Scientific classification
- Kingdom: Animalia
- Phylum: Chordata
- Class: Actinopterygii
- Order: Cypriniformes
- Family: Leuciscidae
- Subfamily: Pogonichthyinae
- Genus: Platygobio T. N. Gill, 1863
- Species: P. gracilis
- Binomial name: Platygobio gracilis (J. Richardson, 1836)
- Synonyms: Cyprinus (Leuciscus) gracilis J. Richardson, 1836 ; Coregonus angusticeps Valenciennes, 1848 ; Pogonichthys communis Girard, 1856 ; Pogonichthys (Platygobio) gulonellus Cope, 1865 ; Ceratichthys physignathus Cope, 1875 ; Platygobio pallidus Forbes, 1883 ;

= Flathead chub =

- Authority: (J. Richardson, 1836)
- Conservation status: LC
- Parent authority: T. N. Gill, 1863

Species of fish in the carp family

The flathead chub (Platygobio gracilis) is a species of freshwater ray-finned fish belonging to the family Leuciscidae, the shiners, daces and minnows. It is the only member of the monotypic genus Platygobio. It is native to North America, where it is distributed throughout central Canada and the central United States.

==Distribution==
This fish was first described from the Saskatchewan River in 1836. It is also known from three other major river systems in central North America, the Mackenzie, Missouri-Mississippi, and Rio Grande drainages. Its distribution extends from the Northwest Territories to Texas.

==Biology==
This is a minnow with an elongated body and a flat, "wedge-shaped" head.
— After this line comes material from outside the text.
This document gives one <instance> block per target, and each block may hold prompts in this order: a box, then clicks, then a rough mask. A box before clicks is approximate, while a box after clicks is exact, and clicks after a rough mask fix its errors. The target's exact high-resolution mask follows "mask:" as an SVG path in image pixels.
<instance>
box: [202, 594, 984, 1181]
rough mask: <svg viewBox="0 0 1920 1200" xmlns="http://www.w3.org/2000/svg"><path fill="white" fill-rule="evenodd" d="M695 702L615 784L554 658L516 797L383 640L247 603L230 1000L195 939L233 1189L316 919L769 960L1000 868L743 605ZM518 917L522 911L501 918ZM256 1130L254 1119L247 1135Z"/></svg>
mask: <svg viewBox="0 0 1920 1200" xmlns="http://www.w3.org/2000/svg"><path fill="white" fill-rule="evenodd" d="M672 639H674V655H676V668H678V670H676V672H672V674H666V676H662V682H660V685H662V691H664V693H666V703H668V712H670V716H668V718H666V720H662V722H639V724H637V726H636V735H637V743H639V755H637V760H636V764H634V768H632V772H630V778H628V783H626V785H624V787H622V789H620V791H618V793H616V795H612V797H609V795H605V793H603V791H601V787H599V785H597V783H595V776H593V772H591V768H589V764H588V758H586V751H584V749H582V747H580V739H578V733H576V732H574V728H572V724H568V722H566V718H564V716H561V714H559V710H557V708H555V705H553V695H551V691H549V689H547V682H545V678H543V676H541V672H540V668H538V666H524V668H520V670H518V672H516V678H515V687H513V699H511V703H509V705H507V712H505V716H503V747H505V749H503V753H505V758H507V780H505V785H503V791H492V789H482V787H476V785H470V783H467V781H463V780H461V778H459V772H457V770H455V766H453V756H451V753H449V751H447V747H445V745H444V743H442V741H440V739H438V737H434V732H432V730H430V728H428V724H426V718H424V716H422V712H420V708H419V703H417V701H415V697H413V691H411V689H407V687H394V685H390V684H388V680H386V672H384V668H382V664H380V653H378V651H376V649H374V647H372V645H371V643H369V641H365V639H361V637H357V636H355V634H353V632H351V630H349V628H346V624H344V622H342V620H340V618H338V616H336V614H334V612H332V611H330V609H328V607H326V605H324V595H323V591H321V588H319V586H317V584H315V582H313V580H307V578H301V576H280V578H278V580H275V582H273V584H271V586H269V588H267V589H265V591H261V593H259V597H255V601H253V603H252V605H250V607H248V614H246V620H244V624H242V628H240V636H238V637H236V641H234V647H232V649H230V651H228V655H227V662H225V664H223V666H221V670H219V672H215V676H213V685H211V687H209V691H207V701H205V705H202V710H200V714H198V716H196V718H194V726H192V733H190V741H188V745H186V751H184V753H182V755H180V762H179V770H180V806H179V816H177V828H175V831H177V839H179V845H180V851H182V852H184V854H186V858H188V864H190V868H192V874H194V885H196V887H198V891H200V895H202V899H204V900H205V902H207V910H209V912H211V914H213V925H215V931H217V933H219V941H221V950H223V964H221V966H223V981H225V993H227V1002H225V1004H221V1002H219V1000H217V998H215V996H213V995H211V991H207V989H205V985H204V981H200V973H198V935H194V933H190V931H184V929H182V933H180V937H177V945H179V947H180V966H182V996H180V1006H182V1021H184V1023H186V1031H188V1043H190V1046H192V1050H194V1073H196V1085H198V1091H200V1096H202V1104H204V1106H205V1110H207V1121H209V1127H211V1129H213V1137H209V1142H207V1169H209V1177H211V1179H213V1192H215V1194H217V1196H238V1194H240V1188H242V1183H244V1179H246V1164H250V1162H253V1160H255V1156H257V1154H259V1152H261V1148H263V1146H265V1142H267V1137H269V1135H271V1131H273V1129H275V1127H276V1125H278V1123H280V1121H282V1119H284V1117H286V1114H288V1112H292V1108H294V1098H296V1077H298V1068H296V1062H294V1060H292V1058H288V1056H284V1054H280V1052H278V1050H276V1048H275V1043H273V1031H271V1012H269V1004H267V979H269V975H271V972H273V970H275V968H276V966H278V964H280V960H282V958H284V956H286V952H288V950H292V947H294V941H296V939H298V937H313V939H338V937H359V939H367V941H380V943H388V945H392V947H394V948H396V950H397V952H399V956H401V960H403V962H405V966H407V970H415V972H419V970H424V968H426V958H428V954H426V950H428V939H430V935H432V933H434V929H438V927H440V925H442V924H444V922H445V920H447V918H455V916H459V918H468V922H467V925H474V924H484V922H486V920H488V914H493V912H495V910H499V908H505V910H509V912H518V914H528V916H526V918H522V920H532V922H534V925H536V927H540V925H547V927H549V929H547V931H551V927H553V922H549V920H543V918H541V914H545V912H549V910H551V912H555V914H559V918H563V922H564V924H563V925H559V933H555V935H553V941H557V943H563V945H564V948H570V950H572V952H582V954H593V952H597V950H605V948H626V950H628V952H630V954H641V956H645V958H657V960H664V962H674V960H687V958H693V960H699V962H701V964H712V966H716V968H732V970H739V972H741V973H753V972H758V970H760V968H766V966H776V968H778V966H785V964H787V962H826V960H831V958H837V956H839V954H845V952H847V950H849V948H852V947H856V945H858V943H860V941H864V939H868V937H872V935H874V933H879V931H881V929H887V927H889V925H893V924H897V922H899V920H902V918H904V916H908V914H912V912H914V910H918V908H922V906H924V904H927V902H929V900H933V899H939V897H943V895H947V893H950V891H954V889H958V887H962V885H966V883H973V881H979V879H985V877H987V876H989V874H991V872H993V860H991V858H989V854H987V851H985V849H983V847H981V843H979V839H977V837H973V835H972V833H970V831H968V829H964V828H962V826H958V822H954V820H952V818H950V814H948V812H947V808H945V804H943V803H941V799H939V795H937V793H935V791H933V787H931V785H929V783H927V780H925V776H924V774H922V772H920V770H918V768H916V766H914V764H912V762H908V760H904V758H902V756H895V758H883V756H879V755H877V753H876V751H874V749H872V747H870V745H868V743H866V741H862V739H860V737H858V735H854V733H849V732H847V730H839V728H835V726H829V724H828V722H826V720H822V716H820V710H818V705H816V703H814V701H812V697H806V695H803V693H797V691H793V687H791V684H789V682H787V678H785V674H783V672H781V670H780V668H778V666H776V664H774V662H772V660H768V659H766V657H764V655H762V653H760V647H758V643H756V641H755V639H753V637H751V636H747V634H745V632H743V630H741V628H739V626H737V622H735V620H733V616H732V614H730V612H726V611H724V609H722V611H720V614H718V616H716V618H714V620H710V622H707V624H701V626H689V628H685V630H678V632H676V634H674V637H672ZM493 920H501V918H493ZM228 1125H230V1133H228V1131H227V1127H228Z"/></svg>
It has a pointed snout with a large mouth and barbels. It has sickle-shaped pectoral fins and a forked tail fin with pointed lobes. It has taste buds in its anal and pelvic fins. It has a slightly curving lateral line and large scales. The body of the adult may be brownish, olive, or black in color with a silvery wash across the sides and belly. The adult is generally 9 to 18 cm in length but can reach 26 cm. The male and female are similar in appearance.

This fish lives in rivers and large tributaries, often in fast-moving, turbid waters. The species may congregate in groups but moves independently rather than schooling. Spawning behaviors are not well known in this species. Feeding behaviors have not been observed often but the fish is thought to be mostly insectivorous.